Man muss sich das so vorstellen: Da sind fünf junge hormongeflutete Männer, die vom wilden, geilen Leben träumen. Bloß ist dieses Leben nirgendwo in Sicht. Schon gar nicht in betulichen englischen Grafschaften wie Kent oder Gloucestershire. Das macht die Männer zornig. Und weil sie außer der Wut nur ihre Musikinstrumente haben, werden Gitarren, Bass und Schlagzeug zu Instrumenten der Wut. Dazu schreit der Sänger »I can’t get no satisfaction« oder rotzt einem unliebsamen Gegenüber ein übel gelauntes »Get off my cloud« (Verzieh dich) entgegen.
Den Jugendlichen gefällt das. In der Wut und Unzufriedenheit der Band erkennen sie ihre eigene Wut und Unzufriedenheit. Und weil es in den 60er Jahren viele, sehr viele unzufriedene Jugendliche gibt, finden die Lieder der Rolling Stones reißenden Absatz. Auch außerhalb Großbritanniens gehen die Verkaufszahlen durch die Decke. Denn man muss kein Englisch verstehen, um zu begreifen, was diese wilden Kerle bewegt. Bald schon sind aus den fünf jungen Männern fünf junge Millionäre geworden.
Jetzt können sie endlich das Leben führen, von dem sie seit Teenagerzeiten geträumt haben. Nichts und niemand hindert sie daran, hübsche Models und teure Drogen zu nehmen. Und das tun sie dann auch. Der Sänger wird zunehmend besser gelaunt. Wenn er ein Mädel bittet, »Let’s spend the night together«, klingt er fast schon charmant.
Nach und nach verflüchtigt sich die Wut der Jugendtage. Worauf sollten die Bandmitglieder auch wütend sein? Auf die schrankenlose Freiheit? Auf die ausufernden Partys? Auf den nicht enden wollenden Rausch?

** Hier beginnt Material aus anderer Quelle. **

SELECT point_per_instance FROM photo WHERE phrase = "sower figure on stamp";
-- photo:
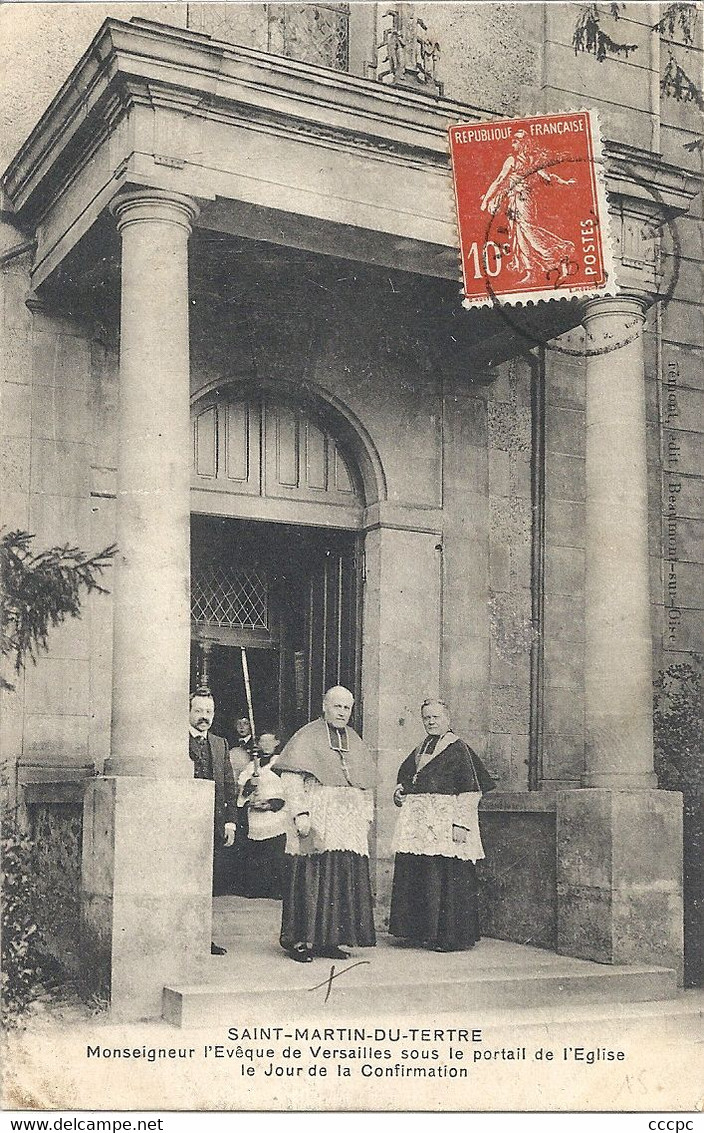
(211, 760)
(328, 777)
(434, 899)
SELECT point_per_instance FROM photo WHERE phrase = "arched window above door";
(269, 448)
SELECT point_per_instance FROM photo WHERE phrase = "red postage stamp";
(531, 209)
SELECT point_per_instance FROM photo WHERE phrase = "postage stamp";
(531, 209)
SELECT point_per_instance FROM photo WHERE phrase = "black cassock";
(434, 900)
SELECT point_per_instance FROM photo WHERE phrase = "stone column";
(152, 615)
(147, 829)
(618, 650)
(618, 842)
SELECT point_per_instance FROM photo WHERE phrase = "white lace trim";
(340, 816)
(424, 826)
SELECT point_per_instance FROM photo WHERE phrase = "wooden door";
(323, 632)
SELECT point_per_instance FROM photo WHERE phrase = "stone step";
(255, 980)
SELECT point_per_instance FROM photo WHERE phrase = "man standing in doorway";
(328, 776)
(434, 899)
(211, 760)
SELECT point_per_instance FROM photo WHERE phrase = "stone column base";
(620, 876)
(146, 888)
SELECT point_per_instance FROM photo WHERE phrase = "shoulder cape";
(308, 751)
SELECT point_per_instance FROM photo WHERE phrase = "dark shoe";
(300, 954)
(332, 953)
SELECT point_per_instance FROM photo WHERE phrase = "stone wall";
(565, 561)
(517, 878)
(56, 826)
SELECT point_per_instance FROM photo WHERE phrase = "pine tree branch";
(40, 590)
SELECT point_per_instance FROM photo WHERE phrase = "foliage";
(677, 84)
(22, 961)
(40, 590)
(678, 724)
(678, 20)
(591, 37)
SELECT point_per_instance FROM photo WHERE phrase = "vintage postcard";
(352, 553)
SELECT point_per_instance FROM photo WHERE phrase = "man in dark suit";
(211, 760)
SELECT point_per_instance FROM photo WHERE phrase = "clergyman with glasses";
(434, 897)
(328, 778)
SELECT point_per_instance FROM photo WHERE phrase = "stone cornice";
(153, 64)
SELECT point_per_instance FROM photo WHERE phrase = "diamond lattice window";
(229, 597)
(317, 33)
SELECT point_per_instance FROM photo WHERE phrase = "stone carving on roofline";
(408, 52)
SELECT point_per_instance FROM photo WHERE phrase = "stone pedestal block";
(620, 876)
(146, 884)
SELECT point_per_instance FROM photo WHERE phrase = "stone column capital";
(143, 206)
(627, 305)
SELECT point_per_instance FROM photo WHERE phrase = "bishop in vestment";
(328, 776)
(434, 899)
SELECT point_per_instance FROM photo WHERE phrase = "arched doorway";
(277, 517)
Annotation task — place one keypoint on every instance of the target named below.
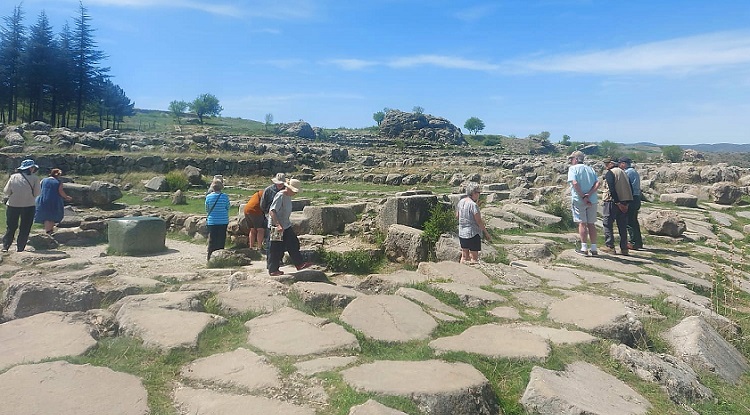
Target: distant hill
(719, 148)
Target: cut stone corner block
(137, 235)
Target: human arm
(62, 193)
(482, 226)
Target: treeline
(57, 79)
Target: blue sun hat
(27, 164)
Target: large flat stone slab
(696, 342)
(602, 316)
(470, 295)
(457, 273)
(294, 333)
(61, 388)
(240, 367)
(164, 328)
(319, 294)
(439, 387)
(580, 389)
(42, 336)
(495, 341)
(388, 318)
(207, 402)
(263, 298)
(429, 301)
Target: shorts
(257, 221)
(585, 213)
(472, 244)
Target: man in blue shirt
(635, 240)
(583, 187)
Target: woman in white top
(21, 190)
(470, 224)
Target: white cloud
(450, 62)
(273, 9)
(681, 55)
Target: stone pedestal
(137, 235)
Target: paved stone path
(529, 308)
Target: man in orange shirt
(255, 220)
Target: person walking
(616, 196)
(282, 233)
(471, 227)
(21, 190)
(217, 210)
(583, 187)
(50, 204)
(255, 220)
(269, 193)
(635, 239)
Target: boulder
(331, 219)
(98, 193)
(725, 193)
(193, 174)
(412, 210)
(157, 184)
(680, 199)
(406, 244)
(416, 126)
(664, 222)
(137, 235)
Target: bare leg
(583, 232)
(592, 232)
(261, 234)
(464, 255)
(252, 237)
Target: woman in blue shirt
(217, 209)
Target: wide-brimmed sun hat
(294, 185)
(27, 164)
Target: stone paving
(305, 328)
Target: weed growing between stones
(359, 261)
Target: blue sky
(664, 71)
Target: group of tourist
(29, 200)
(621, 196)
(268, 214)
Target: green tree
(87, 74)
(474, 125)
(205, 105)
(12, 44)
(177, 108)
(39, 67)
(672, 153)
(608, 148)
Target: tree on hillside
(608, 149)
(12, 46)
(177, 108)
(674, 154)
(205, 105)
(474, 125)
(39, 67)
(87, 75)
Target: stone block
(137, 235)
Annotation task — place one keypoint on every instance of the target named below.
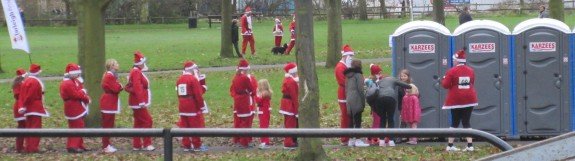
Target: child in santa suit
(243, 92)
(76, 102)
(31, 105)
(191, 103)
(278, 32)
(289, 104)
(18, 117)
(139, 100)
(461, 96)
(110, 100)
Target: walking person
(110, 101)
(461, 96)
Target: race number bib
(182, 90)
(464, 83)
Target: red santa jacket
(241, 90)
(289, 104)
(109, 101)
(246, 23)
(189, 95)
(16, 91)
(340, 77)
(459, 81)
(140, 94)
(292, 30)
(31, 98)
(73, 95)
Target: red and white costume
(340, 67)
(31, 104)
(242, 92)
(459, 81)
(75, 104)
(109, 102)
(18, 117)
(247, 34)
(139, 100)
(289, 104)
(278, 32)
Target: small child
(263, 100)
(411, 110)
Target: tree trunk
(362, 4)
(92, 51)
(556, 10)
(334, 34)
(226, 42)
(310, 149)
(438, 13)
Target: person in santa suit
(461, 96)
(75, 105)
(345, 62)
(139, 100)
(18, 117)
(293, 35)
(289, 104)
(247, 33)
(190, 106)
(31, 104)
(110, 101)
(243, 92)
(278, 32)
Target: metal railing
(168, 134)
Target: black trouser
(237, 49)
(461, 115)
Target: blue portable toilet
(543, 85)
(423, 47)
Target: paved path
(214, 69)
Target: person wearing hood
(355, 99)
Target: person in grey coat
(386, 103)
(355, 99)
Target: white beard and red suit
(109, 102)
(31, 104)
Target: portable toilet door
(423, 48)
(543, 75)
(486, 43)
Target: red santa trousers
(192, 122)
(20, 140)
(75, 142)
(107, 122)
(248, 39)
(33, 122)
(290, 122)
(264, 123)
(142, 119)
(278, 41)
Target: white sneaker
(149, 148)
(469, 149)
(452, 148)
(110, 149)
(391, 143)
(359, 143)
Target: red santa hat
(375, 69)
(460, 56)
(243, 65)
(346, 50)
(20, 72)
(73, 69)
(139, 58)
(35, 69)
(189, 65)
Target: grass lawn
(167, 46)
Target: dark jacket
(354, 91)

Eigentlich könnten sie sich jetzt zur Ruhe setzen. Die Früchte des Zorns genießen. Doch weil dies auf Dauer dann doch ein wenig langweilig wäre, machen sie weiter Musik. Produzieren Lieder wie andere Brötchen. Nur klingen diese ohne Wut nur noch halb so aufregend. Wie die einer Coverband. Oder schlimmer noch: wie eine Parodie.
Daher sei die Frage erlaubt: Warum soll man den 60. Geburtstag einer Band feiern, die sich besser vor 50 Jahren aufgelöst hätte? Nach »Exile on Main St.«, jenem Album, bei dessen Produktion der größte Ausgabenposten das Heroin war. Heute ist selbst Keith Richards clean und die Musik sowieso. Darauf einen eisgekühlten Bommerlunder!
Ach ja, wieso gibt es eigentlich die Toten Hosen noch? Und stimmt es, dass die Bundeswehr demnächst mit Campino auf Rekrutensuche geht?